MMA do a great cooked breakfast between 10:30 and 11:30 and following a walk around MMA recently refurbished formal garden I headed past the station to the Collins Barracks. Here there is a new exhibition about the Irish at war. This celebrates the habit of Irishmen throughout the ages to fight in other country’s armies. Fontenoy, in which the Irish took the side of the French against the English and were the deciding factor in a famous victory, is still celebrated by Dublin street names.
Also here was a great exhibit exploring the Easter Uprising in April 1916 and is now interpreted as the ‘tipping point’ towards independence. The heroism of those intellectual young men who were subsequently executed left a large lump in my throat and the artifacts on display are really incredible and extend the story to the subsequent Civil War. Pistols used in assassinations, flags raised to celebrate the Republic, clothes warn by those assassinated / executed just makes you stand, reflect and take stock.
Remembrance of the struggle of the Irish for independence from the English is particularly poignant at this time since every lamp-post in Dublin is currently replete with posters urging the Irish to vote yes and no in a forthcoming referendum on the Irish constitution triggered by the European Lisbon Treaty.
I was learning about this part of Irish history for the very first time and wondered why this wasn’t a component of contemporary history education in the UK?

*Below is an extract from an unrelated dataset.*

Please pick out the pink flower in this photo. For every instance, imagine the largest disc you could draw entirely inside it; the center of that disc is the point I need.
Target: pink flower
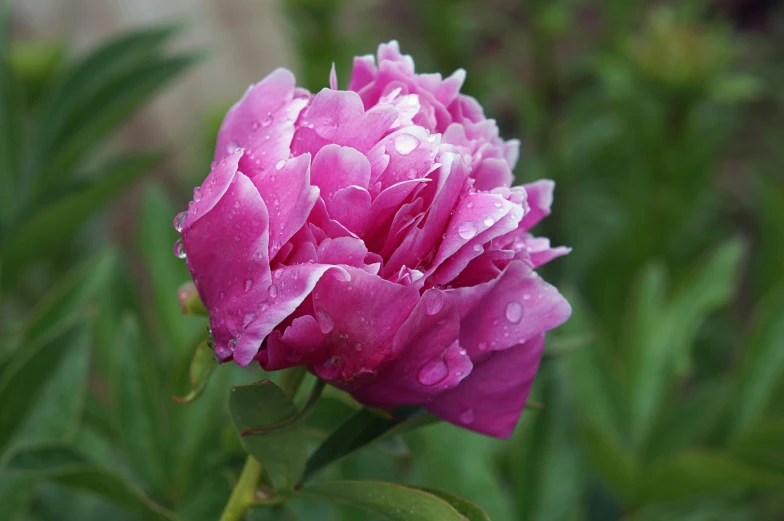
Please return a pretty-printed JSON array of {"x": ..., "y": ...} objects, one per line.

After the barracks I walked via the inner-city improvements made in the Smithfield area of the Jameson’s Distillery (found the square slightly Soviet-esque), through Temple Bar, to the National Museum of Ireland. The two most impressive exhibits featured items that emerge from Irish bogs: gold hoards and bog-men. Then around to the National Gallery. Here the painting of a British Dragoon strolling with his Irish wife and surrounded by an impromptu band of street kids (Military Manoeuvres, Richard Thomas Moynan), or the painting of a poacher shot and being cared for by his wife (The Wounded Poacher, Henry Jones Thaddeus), had the most resonance to me since they seemed to evoke a sense of Ireland in a way that the paintings by the masters upstairs could never do.